Thank you very much, Chairman Levitt and distinguished members of the committee. Please accept my apologies, also, for the misunderstanding on the timing of this.
I'll add some insights on thinking about climate's impact on the future of geopolitics in the Arctic. In our research we have found it useful to consider the potential effects of climate change on Arctic geopolitics in the context of other factors that influence activity in the region in two ways.
First, forces other than climate can also play a fundamental role in promoting, restricting or otherwise spatially influencing access to the Arctic. These forces include technological advancements such as the ability to operate in icy waters, automate processes and connect to different networks; legal conventions and regulations; military postures and operations; and widely observed operational and cultural norms, including those related to risk-taking. Other forces shape activity in the Arctic by either motivating or discouraging it. Examples of these include economic opportunities as well as socio-cultural priorities such as support to indigenous communities and the symbolic importance of the North Pole.
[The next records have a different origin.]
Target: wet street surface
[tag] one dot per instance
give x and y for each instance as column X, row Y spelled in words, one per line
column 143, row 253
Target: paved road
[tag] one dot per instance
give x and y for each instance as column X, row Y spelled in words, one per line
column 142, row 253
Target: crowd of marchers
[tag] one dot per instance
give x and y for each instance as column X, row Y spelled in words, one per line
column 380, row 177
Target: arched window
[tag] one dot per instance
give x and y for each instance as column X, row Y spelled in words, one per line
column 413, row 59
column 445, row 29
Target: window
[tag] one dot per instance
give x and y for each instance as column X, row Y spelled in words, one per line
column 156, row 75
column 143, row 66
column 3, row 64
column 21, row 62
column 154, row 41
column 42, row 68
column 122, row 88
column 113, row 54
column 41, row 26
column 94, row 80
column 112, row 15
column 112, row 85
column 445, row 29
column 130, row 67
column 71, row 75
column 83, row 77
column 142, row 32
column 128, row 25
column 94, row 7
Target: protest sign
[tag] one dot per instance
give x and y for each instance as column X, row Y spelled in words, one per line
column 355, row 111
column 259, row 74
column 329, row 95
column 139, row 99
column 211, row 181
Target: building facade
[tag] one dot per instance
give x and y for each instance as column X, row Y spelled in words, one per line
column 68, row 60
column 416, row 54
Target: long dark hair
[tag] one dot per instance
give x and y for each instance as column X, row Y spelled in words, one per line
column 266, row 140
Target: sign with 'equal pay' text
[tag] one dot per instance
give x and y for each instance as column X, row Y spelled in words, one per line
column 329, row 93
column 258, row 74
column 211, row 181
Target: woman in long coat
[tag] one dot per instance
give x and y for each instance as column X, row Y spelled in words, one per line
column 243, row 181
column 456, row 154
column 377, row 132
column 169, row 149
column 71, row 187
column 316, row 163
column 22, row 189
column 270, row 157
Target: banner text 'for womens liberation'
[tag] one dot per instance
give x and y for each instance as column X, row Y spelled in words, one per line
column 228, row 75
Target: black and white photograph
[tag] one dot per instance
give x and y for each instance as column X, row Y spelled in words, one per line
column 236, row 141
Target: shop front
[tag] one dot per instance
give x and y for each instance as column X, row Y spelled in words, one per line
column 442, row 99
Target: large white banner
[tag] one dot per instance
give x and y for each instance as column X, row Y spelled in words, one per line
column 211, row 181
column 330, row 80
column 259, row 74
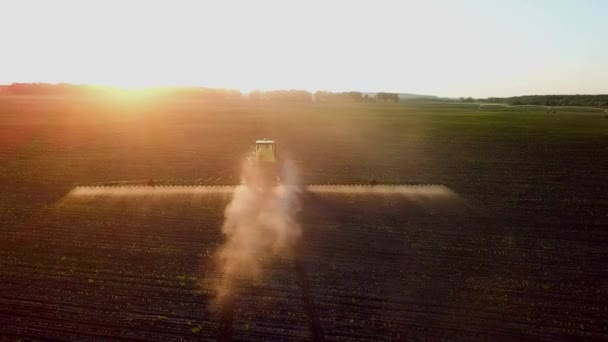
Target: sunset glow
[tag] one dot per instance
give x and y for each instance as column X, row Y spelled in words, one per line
column 403, row 46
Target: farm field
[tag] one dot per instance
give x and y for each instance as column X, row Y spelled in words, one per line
column 522, row 257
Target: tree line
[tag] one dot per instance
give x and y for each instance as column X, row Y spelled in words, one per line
column 202, row 93
column 547, row 100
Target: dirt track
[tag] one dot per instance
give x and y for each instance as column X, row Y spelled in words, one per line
column 526, row 259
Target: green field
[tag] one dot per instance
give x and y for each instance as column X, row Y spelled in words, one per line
column 524, row 259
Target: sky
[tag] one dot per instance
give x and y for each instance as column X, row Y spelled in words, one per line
column 447, row 48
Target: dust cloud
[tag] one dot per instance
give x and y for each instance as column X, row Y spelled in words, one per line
column 259, row 224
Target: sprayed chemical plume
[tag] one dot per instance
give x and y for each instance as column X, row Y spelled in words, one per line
column 259, row 224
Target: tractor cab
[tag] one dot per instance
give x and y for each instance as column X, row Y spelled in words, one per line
column 265, row 150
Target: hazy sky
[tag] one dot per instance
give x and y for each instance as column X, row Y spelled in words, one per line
column 450, row 48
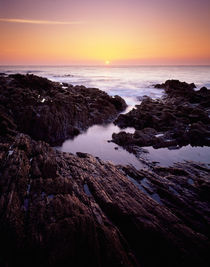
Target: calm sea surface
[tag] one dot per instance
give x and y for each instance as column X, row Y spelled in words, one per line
column 130, row 82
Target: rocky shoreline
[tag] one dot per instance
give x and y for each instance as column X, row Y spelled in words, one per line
column 60, row 209
column 182, row 117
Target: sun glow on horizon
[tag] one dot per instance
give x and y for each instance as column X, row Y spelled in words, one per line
column 108, row 33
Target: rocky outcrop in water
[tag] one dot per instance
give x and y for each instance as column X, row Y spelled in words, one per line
column 58, row 209
column 181, row 118
column 51, row 112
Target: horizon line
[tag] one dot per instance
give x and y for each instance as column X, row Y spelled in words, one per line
column 43, row 22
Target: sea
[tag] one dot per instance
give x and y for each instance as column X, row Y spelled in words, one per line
column 131, row 83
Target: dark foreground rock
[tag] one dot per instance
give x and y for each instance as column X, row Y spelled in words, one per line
column 181, row 118
column 51, row 112
column 58, row 209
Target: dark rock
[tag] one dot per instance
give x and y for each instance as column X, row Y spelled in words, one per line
column 56, row 207
column 181, row 118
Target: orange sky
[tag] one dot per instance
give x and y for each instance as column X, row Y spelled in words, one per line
column 91, row 32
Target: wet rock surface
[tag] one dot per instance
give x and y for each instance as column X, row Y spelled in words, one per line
column 182, row 117
column 51, row 112
column 56, row 207
column 60, row 209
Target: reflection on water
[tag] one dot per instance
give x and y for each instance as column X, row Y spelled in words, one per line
column 167, row 157
column 95, row 142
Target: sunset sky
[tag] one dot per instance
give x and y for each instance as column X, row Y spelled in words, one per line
column 94, row 32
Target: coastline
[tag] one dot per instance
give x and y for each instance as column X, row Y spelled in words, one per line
column 119, row 213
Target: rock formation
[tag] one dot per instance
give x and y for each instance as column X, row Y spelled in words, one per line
column 181, row 118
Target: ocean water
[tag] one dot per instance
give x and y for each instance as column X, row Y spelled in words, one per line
column 131, row 83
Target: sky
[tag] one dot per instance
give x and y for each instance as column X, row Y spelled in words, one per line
column 92, row 32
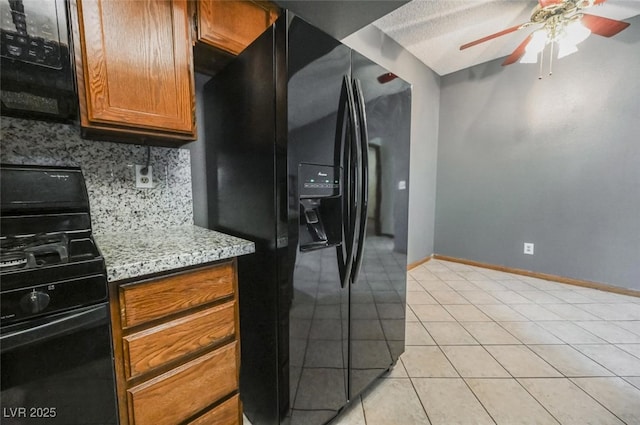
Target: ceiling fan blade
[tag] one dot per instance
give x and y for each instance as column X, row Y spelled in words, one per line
column 491, row 37
column 603, row 26
column 545, row 3
column 581, row 4
column 518, row 53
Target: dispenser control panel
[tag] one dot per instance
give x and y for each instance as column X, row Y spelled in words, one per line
column 319, row 181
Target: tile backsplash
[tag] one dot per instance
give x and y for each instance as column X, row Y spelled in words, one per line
column 109, row 171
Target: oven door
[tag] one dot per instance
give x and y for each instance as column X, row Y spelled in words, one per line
column 59, row 370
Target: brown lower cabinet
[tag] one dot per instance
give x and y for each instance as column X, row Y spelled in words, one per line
column 177, row 350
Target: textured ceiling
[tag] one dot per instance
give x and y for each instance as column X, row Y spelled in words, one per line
column 433, row 30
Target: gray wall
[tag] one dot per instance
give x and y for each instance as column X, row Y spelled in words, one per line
column 375, row 45
column 554, row 161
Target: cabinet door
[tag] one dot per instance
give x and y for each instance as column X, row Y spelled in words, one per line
column 233, row 25
column 137, row 70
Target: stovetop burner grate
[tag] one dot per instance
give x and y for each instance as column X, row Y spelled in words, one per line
column 33, row 251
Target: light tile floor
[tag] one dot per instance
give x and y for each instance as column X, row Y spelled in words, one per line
column 485, row 347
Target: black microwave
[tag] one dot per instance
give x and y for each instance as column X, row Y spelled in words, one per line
column 37, row 76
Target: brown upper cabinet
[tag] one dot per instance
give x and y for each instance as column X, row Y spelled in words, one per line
column 134, row 67
column 232, row 25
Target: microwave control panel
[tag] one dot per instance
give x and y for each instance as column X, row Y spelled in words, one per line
column 33, row 31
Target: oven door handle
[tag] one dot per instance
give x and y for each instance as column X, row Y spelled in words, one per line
column 49, row 328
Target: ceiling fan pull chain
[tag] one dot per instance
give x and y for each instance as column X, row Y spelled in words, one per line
column 551, row 58
column 541, row 62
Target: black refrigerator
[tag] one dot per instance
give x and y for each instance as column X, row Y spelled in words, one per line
column 307, row 155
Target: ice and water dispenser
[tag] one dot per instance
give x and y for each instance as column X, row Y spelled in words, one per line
column 320, row 203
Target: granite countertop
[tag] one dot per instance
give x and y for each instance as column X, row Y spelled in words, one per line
column 135, row 254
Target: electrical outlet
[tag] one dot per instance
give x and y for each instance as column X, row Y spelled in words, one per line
column 144, row 180
column 528, row 248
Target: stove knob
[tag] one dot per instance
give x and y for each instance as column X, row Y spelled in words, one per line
column 34, row 302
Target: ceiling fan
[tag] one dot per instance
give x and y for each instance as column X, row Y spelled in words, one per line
column 562, row 22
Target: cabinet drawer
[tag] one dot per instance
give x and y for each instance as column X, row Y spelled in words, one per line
column 161, row 344
column 228, row 413
column 182, row 392
column 147, row 301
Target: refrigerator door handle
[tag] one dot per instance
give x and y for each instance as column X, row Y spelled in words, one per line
column 347, row 142
column 363, row 189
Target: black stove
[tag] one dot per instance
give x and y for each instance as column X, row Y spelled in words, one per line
column 56, row 353
column 49, row 261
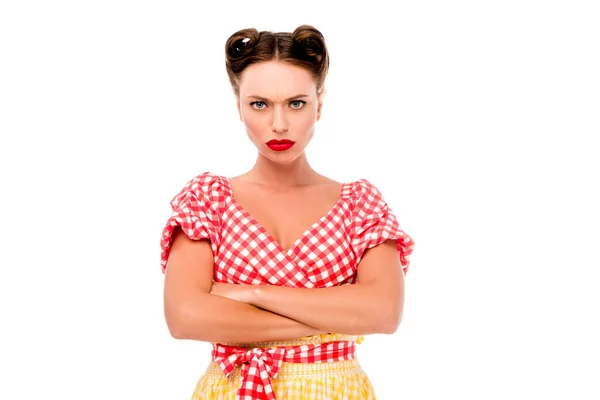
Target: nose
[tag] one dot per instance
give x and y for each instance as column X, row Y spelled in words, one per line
column 279, row 122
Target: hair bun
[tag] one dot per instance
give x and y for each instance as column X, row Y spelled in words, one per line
column 310, row 42
column 241, row 43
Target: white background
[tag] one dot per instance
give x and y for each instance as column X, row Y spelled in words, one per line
column 475, row 119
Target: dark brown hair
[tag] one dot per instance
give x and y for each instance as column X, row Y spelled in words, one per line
column 305, row 47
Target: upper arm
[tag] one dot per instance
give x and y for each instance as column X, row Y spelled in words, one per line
column 380, row 268
column 189, row 272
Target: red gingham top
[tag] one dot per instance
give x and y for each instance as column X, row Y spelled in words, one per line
column 326, row 254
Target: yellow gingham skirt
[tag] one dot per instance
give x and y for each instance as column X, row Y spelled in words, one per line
column 340, row 380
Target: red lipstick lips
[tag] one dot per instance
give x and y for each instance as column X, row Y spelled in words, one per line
column 280, row 145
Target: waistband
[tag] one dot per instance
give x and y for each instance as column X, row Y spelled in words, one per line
column 259, row 365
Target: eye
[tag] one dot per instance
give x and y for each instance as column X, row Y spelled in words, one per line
column 297, row 104
column 258, row 105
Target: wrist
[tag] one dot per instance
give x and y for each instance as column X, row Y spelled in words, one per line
column 255, row 295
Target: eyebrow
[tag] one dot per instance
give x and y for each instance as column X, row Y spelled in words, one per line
column 288, row 99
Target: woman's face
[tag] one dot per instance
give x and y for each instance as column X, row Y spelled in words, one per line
column 279, row 101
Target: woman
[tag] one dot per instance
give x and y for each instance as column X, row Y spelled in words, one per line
column 282, row 269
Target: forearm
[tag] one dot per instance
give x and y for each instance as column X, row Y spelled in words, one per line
column 357, row 309
column 211, row 318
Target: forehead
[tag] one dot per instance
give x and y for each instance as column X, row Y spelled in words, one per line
column 274, row 79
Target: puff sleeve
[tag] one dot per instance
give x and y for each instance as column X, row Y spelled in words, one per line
column 195, row 211
column 374, row 223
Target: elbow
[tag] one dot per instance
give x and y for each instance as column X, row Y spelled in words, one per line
column 389, row 320
column 177, row 323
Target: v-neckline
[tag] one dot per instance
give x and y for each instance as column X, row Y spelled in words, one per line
column 268, row 235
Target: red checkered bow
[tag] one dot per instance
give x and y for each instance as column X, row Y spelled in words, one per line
column 260, row 365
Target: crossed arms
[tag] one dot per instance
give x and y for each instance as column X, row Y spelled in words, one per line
column 196, row 308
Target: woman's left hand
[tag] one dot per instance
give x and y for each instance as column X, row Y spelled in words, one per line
column 242, row 293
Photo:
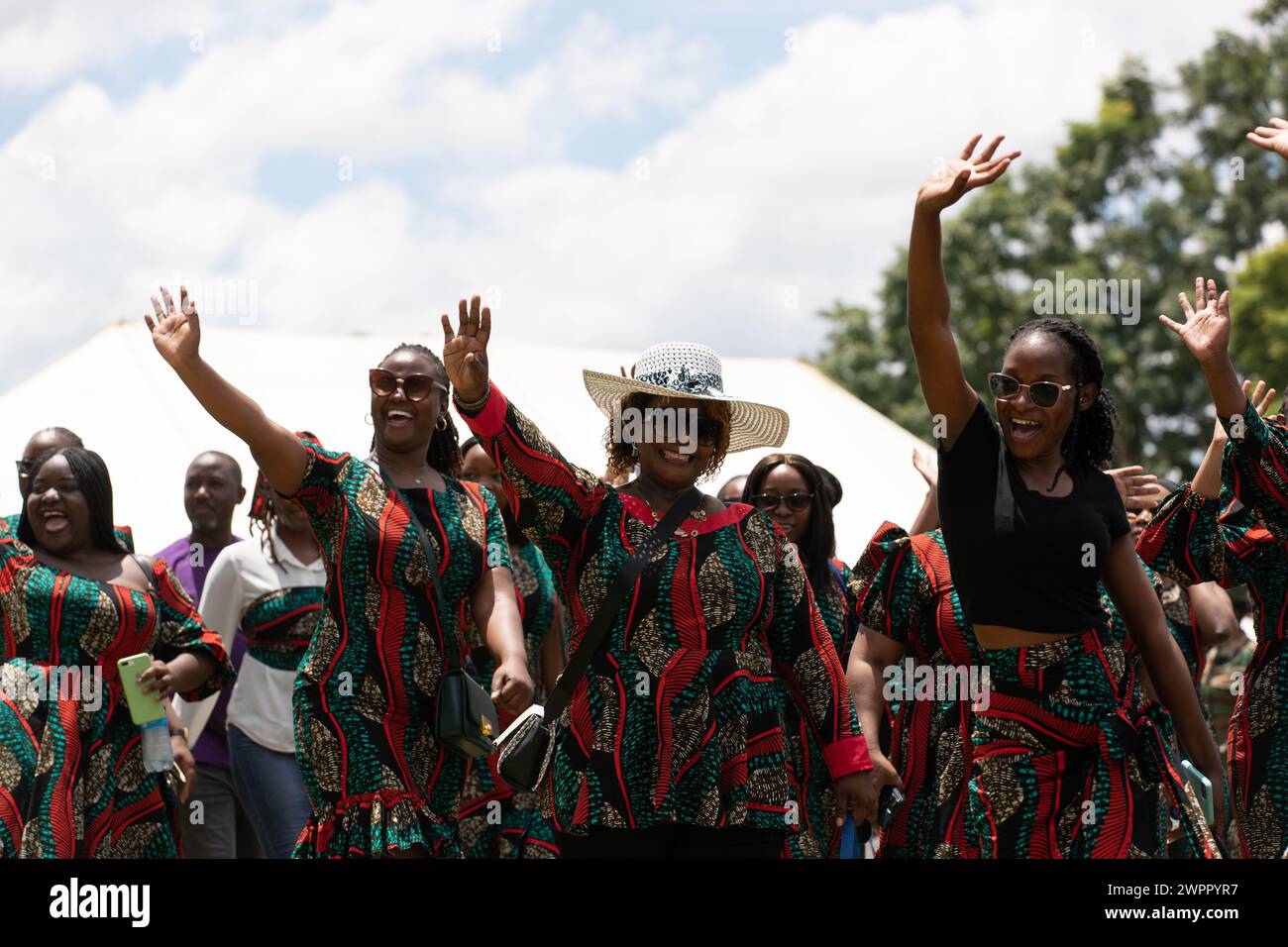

Though scenarios may often prove to be wrong, we have found them useful in our exploration of focal issues that might challenge, or not, co-operation and security in the Arctic. My written testimony includes some of the topics we've explored.
Overall our research has found relatively few flashpoints that would plausibly undermine international co-operation in the Arctic in the 2020s and 2030s under the growing changes influenced by climate. However, there are a few wild cards that could, under rare circumstances, lead to increasing tensions and result in some form of breakdown in vision and communication between Arctic nations and stakeholders.
These include three wild cards: first, should maritime access and activity increase faster than countries anticipate and can manage with existing physical infrastructure, regulations and other supporting functions; second, if untapped Arctic offshore oil and gas suddenly become much more economically viable and countries perceive their seabed claims as contested; and the third and final one I'll mention, should nations perceive a security void in the region brought on by a series of maritime safety and security incidents that reflect negatively on co-operation, and in this context, if nations decide to take stances on longer-term security issues.
In conclusion, Arctic nations may increasingly contend with the need to find a forum or forums in which to appropriately discuss security-related matters. With barriers to physical access changing because of climate, it may be necessary to consider whether it's possible to open new dialogues to the mutual benefit of all stakeholders.